Yes, I'm 36 years old, and I still have a stuffed Snoopy. I actually have one at my house, and one at my parent's house. (Pictured, above) I find myself coming home more often these days....sometimes it's for the free food (okay, it's ALWAYS for the free food) , but more often than not, it's for the comfort of unconditional love. Lately, I have been needing it more than ever.
A few days ago, I had a very difficult conversation with someone I really, really cared about. It's a guy I've been seeing/talking to for the last 6 months. I'm not even sure you can classify it as "seeing" as he lives out of state (of COURSE I met him in Vegas) and we only saw each other twice. But I'll be damned if we didn't talk in some form every day. And I'll be damned if he didn't make me laugh. He was FULL of curiosity, and always asked the cutest questions. "How was your day, on a 1-10 scale?" How was your bike ride? What was the best thing you ate today?"
I loved interacting with in. It was fun. I truly felt like I had a cheerleader. I found myself "missing him" and wanting to call him "baby." I was always scared to do that, because expressing himself emotionally was always a challenge for him. So when I would say things like "I've been thinking about you lately" or "I miss you"- it was often met by silence.

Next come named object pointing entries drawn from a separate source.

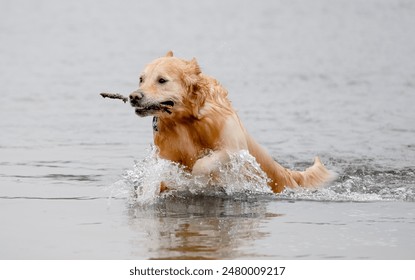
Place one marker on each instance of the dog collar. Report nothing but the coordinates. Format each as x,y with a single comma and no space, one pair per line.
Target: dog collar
155,124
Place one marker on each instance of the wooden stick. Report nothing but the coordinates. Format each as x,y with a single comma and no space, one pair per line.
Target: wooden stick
114,96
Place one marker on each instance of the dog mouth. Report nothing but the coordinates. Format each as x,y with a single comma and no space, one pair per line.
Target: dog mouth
149,109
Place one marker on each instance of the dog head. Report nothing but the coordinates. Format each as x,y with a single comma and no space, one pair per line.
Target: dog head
168,87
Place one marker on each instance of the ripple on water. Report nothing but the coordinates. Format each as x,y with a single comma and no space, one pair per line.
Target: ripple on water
243,179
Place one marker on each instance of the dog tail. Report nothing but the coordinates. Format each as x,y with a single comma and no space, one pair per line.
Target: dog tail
315,176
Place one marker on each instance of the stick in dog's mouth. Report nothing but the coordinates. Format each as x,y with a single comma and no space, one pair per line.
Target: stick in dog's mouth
114,96
164,106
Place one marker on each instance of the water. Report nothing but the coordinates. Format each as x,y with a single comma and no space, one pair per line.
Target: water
333,79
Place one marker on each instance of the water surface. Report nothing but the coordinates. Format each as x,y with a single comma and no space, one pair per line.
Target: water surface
327,78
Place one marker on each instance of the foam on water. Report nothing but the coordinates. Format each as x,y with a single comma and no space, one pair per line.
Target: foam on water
242,178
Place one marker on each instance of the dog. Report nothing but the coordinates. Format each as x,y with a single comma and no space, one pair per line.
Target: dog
196,126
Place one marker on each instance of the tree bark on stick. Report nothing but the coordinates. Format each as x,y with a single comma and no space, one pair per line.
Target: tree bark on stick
114,96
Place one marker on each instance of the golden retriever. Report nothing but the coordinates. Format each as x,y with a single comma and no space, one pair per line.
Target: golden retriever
195,125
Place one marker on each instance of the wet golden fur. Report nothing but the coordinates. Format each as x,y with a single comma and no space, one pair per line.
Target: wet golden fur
198,128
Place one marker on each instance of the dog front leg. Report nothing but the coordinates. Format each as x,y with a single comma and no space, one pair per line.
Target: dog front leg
210,164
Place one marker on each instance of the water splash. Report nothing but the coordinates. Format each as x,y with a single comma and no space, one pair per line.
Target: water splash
243,179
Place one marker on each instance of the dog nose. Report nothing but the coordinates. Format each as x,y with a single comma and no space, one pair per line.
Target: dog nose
135,97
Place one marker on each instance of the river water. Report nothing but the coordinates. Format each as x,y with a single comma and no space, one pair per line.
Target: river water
328,78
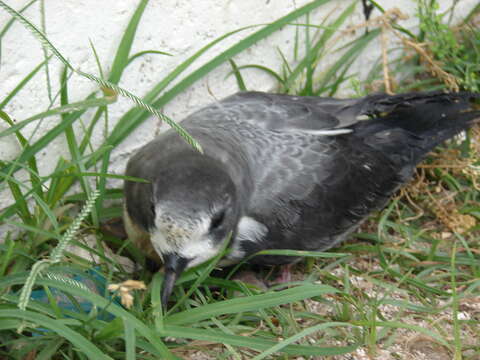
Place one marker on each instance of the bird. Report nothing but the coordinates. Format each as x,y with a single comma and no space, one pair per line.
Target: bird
279,172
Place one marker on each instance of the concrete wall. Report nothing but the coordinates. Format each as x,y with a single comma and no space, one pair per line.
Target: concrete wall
179,27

That, or a robotic compliment that felt forced.
Over time, this really ate away at my self esteem. I felt like I was pushing him to say and do things that I wanted to hear. And NO woman wants to be "that girl." Additionally, no woman wants a man who can't speak from his heart and let her know she's a priority.And so...I told him that. And it was scary. Scary because I knew I'd reached a turning point within myself. Scary because I knew our dynamic had changed, and it made me sad.
"I want to say 'I love you' to someone, and I want him to say it to me", I said. "I want to share my life with someone and experience real intimacy."

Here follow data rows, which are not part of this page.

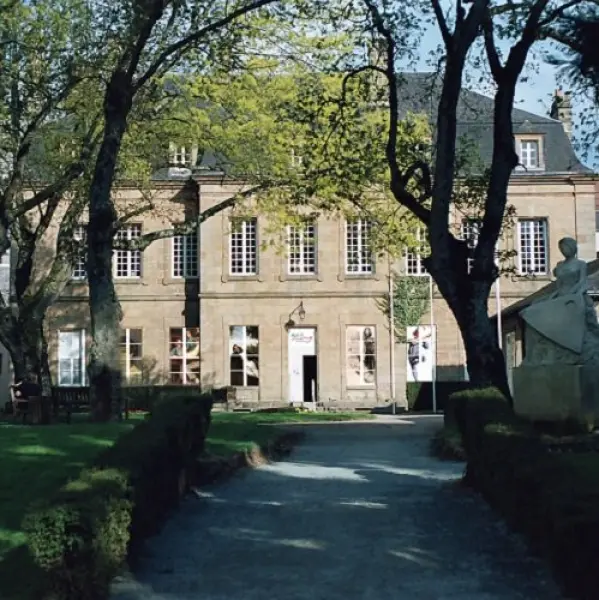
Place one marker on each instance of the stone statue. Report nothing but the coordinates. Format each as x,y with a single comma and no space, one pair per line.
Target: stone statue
562,327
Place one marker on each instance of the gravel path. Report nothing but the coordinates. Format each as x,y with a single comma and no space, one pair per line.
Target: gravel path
358,511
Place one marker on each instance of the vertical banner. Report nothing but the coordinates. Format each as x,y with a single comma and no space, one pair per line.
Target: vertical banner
421,353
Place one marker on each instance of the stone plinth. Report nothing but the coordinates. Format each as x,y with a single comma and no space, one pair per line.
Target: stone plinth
556,392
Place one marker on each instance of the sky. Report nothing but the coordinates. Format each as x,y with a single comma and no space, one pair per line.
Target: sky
534,93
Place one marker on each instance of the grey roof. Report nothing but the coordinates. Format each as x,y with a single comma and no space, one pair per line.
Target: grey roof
419,93
592,282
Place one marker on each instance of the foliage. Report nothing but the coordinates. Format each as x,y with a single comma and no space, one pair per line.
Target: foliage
81,538
550,496
37,461
231,433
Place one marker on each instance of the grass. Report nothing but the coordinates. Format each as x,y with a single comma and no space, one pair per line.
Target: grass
231,433
35,462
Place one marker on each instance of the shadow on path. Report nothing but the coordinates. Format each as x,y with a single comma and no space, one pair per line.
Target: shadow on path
360,511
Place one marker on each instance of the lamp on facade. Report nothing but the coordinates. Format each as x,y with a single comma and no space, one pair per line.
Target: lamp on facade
300,310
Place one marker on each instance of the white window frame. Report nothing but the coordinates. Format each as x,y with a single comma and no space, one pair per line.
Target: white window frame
525,156
362,355
248,247
302,251
531,228
132,257
79,271
413,260
185,256
183,358
358,232
245,370
127,345
82,339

"And you deserve all of that, Sandy" he said. "You are a beautiful and amazing person. I'm just not sure I can be the man you need me to be."

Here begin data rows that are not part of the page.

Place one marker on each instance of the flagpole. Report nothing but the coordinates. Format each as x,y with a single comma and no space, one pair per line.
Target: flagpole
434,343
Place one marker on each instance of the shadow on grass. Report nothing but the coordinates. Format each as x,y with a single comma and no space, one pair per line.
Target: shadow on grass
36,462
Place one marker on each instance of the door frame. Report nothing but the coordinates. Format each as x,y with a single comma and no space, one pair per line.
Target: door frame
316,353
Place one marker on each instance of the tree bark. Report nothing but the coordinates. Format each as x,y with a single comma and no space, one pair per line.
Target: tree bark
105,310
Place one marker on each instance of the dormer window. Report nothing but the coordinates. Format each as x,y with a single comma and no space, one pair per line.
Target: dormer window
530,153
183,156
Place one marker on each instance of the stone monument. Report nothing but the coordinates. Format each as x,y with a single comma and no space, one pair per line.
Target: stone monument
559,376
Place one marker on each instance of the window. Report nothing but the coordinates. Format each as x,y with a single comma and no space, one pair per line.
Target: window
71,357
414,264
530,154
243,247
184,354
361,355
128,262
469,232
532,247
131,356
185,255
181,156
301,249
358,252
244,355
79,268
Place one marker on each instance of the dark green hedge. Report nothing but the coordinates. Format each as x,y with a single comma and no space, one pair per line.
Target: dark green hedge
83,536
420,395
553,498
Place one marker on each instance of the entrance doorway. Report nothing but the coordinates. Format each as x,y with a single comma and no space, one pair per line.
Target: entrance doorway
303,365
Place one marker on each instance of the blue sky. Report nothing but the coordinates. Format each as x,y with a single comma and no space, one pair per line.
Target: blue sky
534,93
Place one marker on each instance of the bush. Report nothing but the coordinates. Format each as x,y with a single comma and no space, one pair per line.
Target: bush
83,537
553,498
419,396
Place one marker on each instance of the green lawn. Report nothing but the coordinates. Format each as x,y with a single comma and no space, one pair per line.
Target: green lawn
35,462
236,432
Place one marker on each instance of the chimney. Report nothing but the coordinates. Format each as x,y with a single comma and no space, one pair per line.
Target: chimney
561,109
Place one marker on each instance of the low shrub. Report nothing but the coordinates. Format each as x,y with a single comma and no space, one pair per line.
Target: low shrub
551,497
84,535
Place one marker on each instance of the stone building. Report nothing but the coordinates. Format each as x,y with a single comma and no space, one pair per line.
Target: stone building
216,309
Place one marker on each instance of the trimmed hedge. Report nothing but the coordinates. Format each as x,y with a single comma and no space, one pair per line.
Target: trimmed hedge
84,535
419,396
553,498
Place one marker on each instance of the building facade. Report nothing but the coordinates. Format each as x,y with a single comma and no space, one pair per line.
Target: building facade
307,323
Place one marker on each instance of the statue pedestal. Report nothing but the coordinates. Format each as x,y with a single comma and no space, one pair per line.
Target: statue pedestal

UGH. That was hard to hear.
But can I fault him? He was never dishonest with me- my feelings just outgrew our situation. And I had to honor them. That's the HARDEST part of having conversations we're afraid to have. Honoring our feelings and voicing OUTLOUD what we want.
I talked to him for 3 hours that night. It was the first time he heard me cry. In the past, I was afraid to express myself because I didn't want to make him uncomfortable. But I could no longer hold back the tears. And it felt good. It felt so good to speak from my heart, and release. I am SO grateful that he is such a good listener and was 100% present with me while o articulated my thoughts, and needs...everyone deserves to have a conversation like that.
And so, it's a little quiet in my life again. And it's weird. I can't predict the future, but I can sleep a little better knowing I said what I truly felt, and I suppose that is good enough.
Also, I heard Kelly Clarkson's "Invincible" at KOHL's yesterday and I took that as a personal sign to listen to it 22 times and then eat 2 cupcakes before going to bed. You're welcome.